Makanya normalisasi sungai atau apapun namanya sangat perlu dilakukan. Jangan karena egoisme politik kebijakan yang sudah bagus diobrak-abrik tak tentu arah.
Akan menjadi terlihat hasilnya apabila kebijakan barunya tersebut dilaksanakan, faktanya kan selama 3 tahun pemerintahan Anies hal itu tak dilaksanakannya.
Sumur resapan yang digadang-gadang sebagai drainase vertikal yang ia sebut dengan memasukan air ke dalam tanah pun masih jauh dari yang ditargetkan.
Padahal Anies Baswedan menargetkan ada sekitar 1,8 juta sumur resapan di seluruh wilayah Jakarta, faktanya hingga saat ini baru sekitar 1.772 titik sumur resapan yang ia buat.
Membuat kebijakan dalam mengatasi banjir itu jangan politis namun harus berdasarkan pendekatan keilmuan.
"Siapapun gubernurnya gak bisa dia ganti-ganti program penanganan banjir, karena harus long term. Mengatasi banjir itu harus saintifik, gak bisa politik," kata Zita. Seperti dilansir Detik.com, Senin (22/02/21).
Keempat, Selain kebijakannya yang sangat politis, banjir di Jakarta pun lantaran alasan klasik yaitu tertutupnya permukaan tanah oleh beton dan material lain yang menghalangi air meresap ke dalam tanah.
Hal ini bisa terjadi lantaran pertumbuhan penduduk dan pembangunan infrastuktur untuk kebutuhan ekonomi sehingga menyebabkan okupansi lahan jijau dan terbuka menjadi semakin sempit.

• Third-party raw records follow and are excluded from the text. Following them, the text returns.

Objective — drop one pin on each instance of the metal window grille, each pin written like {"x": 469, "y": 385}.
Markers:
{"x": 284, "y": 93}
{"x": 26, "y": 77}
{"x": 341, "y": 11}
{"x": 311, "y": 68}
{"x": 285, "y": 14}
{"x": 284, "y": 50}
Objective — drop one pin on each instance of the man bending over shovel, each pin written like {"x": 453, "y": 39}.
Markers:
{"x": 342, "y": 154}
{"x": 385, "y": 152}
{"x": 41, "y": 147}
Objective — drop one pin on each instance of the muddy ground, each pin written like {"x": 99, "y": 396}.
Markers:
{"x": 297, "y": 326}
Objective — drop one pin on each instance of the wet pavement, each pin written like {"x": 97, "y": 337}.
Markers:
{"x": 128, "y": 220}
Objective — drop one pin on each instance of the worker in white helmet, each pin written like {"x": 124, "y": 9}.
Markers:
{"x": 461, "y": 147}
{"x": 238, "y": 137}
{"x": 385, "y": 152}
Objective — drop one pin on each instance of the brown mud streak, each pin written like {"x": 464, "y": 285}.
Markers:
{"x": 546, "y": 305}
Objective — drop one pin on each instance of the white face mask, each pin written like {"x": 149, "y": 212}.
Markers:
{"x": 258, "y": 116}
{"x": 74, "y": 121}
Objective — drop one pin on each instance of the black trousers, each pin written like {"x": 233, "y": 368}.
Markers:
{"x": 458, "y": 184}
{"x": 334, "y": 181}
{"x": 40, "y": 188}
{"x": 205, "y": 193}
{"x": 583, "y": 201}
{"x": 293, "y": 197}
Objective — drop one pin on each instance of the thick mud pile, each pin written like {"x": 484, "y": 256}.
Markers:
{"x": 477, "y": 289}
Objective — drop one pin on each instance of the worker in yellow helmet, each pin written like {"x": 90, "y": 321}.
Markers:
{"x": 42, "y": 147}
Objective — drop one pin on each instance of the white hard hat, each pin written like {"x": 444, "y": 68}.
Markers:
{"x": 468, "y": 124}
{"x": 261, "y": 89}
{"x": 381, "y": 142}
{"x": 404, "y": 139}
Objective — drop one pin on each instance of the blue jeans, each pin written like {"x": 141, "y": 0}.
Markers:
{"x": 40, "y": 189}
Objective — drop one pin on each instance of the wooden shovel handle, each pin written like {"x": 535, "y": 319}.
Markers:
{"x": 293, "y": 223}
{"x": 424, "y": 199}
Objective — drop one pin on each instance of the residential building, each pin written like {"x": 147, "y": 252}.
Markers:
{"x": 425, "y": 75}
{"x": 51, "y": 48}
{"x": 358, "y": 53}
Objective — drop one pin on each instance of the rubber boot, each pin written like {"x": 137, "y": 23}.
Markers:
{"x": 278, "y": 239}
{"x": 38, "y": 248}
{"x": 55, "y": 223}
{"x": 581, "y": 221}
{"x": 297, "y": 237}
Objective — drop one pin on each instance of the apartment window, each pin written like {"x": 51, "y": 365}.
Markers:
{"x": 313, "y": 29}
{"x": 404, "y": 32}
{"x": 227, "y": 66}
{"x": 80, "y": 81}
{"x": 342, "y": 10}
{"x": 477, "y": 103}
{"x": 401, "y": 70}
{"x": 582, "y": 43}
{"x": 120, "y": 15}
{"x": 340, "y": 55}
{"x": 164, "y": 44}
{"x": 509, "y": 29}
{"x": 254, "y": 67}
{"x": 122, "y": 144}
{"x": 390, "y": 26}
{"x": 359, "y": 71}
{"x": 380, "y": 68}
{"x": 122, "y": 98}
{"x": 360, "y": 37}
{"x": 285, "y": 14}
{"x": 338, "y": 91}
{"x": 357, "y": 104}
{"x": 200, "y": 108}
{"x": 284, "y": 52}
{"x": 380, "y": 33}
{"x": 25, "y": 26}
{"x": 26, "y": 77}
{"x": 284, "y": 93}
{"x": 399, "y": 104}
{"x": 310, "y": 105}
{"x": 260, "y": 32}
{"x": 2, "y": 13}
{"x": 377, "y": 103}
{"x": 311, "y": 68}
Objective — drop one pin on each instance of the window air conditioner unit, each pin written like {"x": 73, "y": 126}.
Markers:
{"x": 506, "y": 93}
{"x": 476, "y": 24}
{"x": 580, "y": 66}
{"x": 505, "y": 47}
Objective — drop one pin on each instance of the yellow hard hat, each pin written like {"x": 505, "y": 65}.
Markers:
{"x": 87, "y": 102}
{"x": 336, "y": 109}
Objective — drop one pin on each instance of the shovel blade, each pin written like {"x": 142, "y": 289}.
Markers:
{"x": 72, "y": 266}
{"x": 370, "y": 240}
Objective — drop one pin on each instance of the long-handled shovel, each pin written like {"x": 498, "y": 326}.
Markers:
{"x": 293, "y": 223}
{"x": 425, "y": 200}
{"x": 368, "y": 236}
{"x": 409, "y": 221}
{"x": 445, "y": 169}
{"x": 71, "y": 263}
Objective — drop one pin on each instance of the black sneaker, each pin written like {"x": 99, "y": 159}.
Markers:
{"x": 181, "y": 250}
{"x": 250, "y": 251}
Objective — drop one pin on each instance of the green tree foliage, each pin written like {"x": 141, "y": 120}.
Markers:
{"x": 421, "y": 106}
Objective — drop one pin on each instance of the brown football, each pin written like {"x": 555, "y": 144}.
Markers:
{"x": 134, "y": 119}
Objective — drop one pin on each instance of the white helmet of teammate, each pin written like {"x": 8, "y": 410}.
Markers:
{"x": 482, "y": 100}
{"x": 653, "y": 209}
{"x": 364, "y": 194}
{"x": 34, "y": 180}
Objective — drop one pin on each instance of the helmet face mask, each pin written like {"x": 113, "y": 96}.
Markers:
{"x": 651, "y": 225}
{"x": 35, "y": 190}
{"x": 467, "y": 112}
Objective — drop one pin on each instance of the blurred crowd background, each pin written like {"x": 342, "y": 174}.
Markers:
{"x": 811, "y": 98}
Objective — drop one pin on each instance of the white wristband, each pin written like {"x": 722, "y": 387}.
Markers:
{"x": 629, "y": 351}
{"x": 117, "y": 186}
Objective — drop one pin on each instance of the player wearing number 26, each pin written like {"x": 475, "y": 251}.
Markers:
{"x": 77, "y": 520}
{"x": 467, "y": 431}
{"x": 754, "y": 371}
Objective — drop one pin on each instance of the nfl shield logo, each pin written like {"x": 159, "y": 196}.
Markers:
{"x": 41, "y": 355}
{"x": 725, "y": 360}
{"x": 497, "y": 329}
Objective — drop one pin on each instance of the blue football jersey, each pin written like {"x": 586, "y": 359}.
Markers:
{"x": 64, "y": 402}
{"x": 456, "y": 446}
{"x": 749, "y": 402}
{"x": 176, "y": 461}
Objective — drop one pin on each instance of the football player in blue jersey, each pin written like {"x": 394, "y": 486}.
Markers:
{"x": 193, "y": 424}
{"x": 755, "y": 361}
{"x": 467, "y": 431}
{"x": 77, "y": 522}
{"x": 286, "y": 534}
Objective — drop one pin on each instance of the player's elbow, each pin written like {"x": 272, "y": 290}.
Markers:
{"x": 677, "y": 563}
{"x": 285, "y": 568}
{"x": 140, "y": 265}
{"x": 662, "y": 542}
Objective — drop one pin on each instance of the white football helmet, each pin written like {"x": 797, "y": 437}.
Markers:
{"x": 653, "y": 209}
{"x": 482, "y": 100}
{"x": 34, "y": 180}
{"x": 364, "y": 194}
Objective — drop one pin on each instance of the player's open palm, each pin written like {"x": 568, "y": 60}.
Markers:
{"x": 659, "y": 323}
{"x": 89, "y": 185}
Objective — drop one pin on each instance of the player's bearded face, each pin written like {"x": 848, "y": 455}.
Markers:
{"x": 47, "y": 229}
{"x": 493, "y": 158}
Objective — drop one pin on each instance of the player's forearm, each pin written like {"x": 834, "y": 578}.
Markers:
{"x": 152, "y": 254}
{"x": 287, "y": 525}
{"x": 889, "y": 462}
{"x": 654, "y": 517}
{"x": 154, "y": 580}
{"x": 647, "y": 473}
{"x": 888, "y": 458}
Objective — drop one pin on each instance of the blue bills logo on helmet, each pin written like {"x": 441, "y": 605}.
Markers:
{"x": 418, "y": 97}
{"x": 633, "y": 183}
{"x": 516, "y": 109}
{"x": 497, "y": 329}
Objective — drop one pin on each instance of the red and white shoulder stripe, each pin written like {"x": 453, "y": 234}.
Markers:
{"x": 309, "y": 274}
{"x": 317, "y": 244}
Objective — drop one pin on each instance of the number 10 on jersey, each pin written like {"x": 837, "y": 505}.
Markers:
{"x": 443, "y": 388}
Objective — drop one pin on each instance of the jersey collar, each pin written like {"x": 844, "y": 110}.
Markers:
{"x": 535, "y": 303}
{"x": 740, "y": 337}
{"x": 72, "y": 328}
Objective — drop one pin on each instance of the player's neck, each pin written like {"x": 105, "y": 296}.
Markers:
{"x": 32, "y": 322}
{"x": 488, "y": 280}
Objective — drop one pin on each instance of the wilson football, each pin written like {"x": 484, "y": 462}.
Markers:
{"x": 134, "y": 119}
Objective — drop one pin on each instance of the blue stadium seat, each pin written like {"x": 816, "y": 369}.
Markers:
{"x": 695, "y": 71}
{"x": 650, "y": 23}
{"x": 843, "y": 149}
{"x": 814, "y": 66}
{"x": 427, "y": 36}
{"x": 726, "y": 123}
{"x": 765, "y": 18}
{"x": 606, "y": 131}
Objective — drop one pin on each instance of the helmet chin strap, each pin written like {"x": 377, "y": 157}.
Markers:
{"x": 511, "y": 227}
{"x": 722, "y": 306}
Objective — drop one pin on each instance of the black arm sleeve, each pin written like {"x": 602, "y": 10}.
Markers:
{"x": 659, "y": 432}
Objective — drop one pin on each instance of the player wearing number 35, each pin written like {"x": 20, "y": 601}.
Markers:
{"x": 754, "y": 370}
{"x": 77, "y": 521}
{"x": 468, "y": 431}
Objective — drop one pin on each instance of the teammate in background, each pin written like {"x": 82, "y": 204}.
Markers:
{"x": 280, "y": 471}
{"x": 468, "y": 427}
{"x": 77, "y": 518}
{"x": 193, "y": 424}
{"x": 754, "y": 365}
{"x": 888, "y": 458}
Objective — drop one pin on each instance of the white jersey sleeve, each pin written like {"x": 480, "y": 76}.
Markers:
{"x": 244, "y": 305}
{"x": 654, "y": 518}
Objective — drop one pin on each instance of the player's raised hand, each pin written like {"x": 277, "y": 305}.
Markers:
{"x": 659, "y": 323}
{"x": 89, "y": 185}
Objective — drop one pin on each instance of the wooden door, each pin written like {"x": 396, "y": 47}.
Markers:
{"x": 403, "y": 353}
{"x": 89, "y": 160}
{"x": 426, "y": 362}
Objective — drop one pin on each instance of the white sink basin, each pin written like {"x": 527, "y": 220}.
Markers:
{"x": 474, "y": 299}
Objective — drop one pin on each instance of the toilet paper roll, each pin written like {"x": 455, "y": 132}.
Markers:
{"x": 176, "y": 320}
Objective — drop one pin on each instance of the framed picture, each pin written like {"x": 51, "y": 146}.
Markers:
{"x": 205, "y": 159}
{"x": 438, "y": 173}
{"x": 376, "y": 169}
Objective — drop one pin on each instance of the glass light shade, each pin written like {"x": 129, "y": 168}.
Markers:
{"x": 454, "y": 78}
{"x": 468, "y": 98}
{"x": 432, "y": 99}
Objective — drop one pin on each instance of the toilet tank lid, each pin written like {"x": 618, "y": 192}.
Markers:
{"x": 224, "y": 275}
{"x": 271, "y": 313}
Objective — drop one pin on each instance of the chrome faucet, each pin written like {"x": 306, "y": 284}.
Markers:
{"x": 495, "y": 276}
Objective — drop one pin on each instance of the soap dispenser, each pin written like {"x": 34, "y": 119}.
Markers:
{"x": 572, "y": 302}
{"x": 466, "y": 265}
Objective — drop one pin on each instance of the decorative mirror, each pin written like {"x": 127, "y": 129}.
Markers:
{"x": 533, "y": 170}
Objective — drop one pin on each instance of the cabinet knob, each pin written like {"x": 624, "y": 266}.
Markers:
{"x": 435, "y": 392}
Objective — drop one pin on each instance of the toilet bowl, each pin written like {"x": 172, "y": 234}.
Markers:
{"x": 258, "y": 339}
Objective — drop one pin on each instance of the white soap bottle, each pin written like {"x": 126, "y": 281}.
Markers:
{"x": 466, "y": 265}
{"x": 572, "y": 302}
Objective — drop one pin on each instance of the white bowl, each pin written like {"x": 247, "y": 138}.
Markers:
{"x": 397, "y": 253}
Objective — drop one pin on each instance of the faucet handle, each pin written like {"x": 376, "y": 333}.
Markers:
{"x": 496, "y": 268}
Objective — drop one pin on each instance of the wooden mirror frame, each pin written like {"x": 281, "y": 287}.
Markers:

Terakhir, adalah masyarakat masih seenaknya membuang sampah ke sungai atau kali yang ada disekitar Jakarta.
Untuk mengatasinya Pemda DKI dan wilayah sekitarnya harus segera merealisasikan pengelolaan sampah yang terintegrasi dan modern. Selain tentu saja sosialisasi terkait hal tersebut kepada masyarakat harus lebih gencar dilakukan.
Dengan tren curah hujan yang sepertinya  akan terus meninggi ke depan alangkah lebih baiknya andai pemerintah pusat segera mengambil alih urusan normalisasi sungai ini, jika Anies terus berputar-putar seolah menolak melakukan hal tersebut.